With that in mind, it’s building networks in each community where it has an anchor account, which allows participants to connect with nonprofits, small businesses and other local community organizations and share surplus supplies, equipment or materials.
“Everything that comes into a company and leaves a company has the potential to be an asset not just internally but also externally,” Punnett said.
Buy-in sold separately
Over time, getting buy-in on the decision-maker level — along with the onboarding that includes the customer taking a survey about their needs and Rheaply setting up a custom site — has become an easier task even though the stakeholders are often decentralized, Cooper said.
But once a business or institution signs on to use Rheaply, there is more work to do. In order to get buy-in, Rheaply — and, in turn, the organizations that it works with — must meet people where they are.
“Change is always hard,” Cooper said. “And when you have organizations like universities that have been around for 200 years, 150 years and they’ve done a certain thing for 80 years, even though everyone agrees it’s wasteful or everyone agrees that it’s not efficient and your tool and your solution is easy, there still are historical barriers and of course as a startup we face all of them, right?”
In the case of the University of Chicago’s Office of Shared Research Facilities, which offers services and equipment to researchers in labs across campus, Rheaply helped jumpstart the effort by assisting with a laboratory cleanout.
“It is still the largest amount of offers and transactions that we’ve had. I think the total value of items that were repurposed in that one event was [about] $287,000,” said Natalie Young, communications and organizational manager at UChicago. The total dollar value of items repurposed at UChicago on the platform was $378,000, as of the time of the interview for this story.
Just one solution
Rheaply knows that it is not the solution that will solve all asset management challenges related to sustainability.
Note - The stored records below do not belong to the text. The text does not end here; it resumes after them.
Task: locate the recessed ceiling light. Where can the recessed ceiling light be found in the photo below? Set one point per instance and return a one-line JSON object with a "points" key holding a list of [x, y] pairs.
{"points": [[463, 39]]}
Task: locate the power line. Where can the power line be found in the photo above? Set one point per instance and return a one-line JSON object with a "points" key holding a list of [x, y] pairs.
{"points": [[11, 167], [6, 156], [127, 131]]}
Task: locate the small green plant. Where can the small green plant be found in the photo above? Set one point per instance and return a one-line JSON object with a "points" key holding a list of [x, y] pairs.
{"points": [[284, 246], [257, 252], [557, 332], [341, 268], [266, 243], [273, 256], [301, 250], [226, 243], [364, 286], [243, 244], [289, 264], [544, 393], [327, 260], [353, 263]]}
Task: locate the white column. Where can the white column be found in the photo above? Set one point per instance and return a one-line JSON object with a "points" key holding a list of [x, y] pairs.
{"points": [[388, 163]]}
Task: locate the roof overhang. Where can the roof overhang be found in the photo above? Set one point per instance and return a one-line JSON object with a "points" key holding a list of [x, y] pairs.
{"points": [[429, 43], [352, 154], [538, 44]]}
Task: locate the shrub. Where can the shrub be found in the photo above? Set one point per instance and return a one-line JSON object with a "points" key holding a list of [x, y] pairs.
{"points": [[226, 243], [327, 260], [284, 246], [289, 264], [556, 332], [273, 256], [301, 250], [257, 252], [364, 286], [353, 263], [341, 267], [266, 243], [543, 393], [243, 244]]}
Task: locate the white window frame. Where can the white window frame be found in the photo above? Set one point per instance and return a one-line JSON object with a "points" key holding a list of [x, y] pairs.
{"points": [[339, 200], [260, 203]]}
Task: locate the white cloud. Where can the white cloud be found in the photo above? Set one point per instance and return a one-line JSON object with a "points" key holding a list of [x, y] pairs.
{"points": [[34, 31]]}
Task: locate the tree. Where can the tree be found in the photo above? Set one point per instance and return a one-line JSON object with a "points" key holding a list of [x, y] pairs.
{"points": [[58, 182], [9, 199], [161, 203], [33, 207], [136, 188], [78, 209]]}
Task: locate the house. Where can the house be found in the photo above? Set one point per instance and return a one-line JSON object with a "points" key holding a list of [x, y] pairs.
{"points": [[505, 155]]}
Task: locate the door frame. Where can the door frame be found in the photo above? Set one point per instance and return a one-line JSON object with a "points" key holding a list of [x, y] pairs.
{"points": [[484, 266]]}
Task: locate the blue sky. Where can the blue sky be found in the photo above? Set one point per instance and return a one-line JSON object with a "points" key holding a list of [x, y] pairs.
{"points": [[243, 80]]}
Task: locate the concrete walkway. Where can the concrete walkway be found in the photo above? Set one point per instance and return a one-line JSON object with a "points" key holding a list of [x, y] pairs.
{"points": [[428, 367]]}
Sustainability directors at universities and large companies have myriad initiatives that they’re thinking about on a daily basis.
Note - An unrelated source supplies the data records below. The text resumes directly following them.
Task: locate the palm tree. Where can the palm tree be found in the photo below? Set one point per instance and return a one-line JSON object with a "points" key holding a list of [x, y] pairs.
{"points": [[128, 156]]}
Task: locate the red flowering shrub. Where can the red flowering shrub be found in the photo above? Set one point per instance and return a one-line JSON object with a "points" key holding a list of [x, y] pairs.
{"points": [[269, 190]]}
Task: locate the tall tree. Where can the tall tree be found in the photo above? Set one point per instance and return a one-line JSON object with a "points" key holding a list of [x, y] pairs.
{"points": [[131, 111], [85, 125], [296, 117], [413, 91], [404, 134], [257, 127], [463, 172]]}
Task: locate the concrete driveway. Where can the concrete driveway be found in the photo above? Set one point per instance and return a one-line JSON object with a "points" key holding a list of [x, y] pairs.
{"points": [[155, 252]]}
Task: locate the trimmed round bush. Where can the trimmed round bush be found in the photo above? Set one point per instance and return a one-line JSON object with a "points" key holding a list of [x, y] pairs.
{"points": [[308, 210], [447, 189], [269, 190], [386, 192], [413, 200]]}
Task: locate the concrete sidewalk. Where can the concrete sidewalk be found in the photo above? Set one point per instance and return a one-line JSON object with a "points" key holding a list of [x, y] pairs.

“You might be thinking about not only your recycling, you might be thinking about how you make buildings more energy-efficient,” Cooper said. “You might be thinking of all these things and so building out reuse programs is not only not your competency as a university because you’re not a technology company but it’s a sliver of a larger portfolio of things that you’re probably focused on.”
This was the case for Hage at Washington University, as well as Goldberg at MIT and Young at the University of Chicago.
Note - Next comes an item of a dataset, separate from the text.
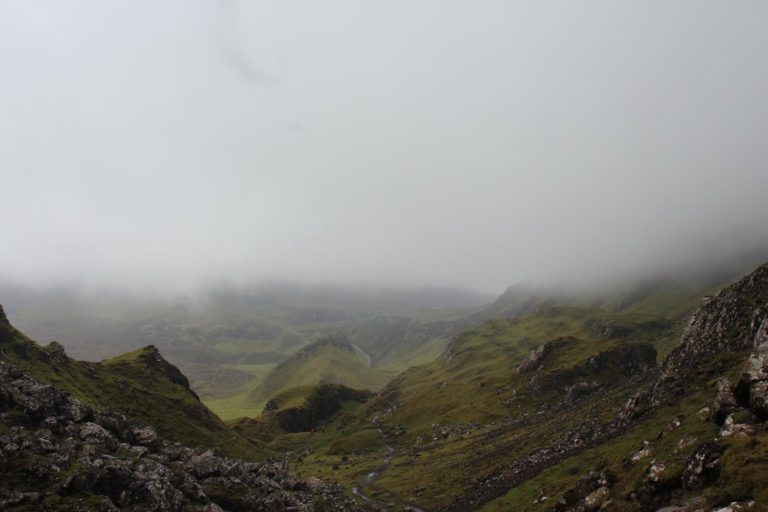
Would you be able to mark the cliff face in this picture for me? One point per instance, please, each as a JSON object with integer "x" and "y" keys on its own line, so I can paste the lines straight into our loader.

“A lot of what happens at the university, I feel like, is word-of-mouth but that also speaks to why Rheaply is important because there’s also a lot of inefficiency in that system,” Young said, noting that departments keep track of large pieces of equipment but typically not anything worth less than about $1,000.
“[But] there’s no central registry of that,” she said. “Each lab controls their own resources.”
Ultimately, Rheaply wants its clients to enter the “multi-usiverse” — a word Punnett coined that is a play on the idea of using items multiple times before its end of life.
“When you enter the sort of that multi-usiverse, you start to see resources around you a little bit differently and that’s what we’re passionate about here at Rheaply and we’re not just rethinking surplus access anymore,” Punnett said.
Rheaply also knows that in order to make a lasting impact that will lead to the multi-usiverse spreading across industries and positively contributing to the environment, more companies dedicated to tackling that challenge will have to sprout up.
“I want to see other companies trying to do something like we’re doing or do something similar so that we’re all pushing to the best solution because we need the best solutions,” Cooper said.
He sees competition as a good thing.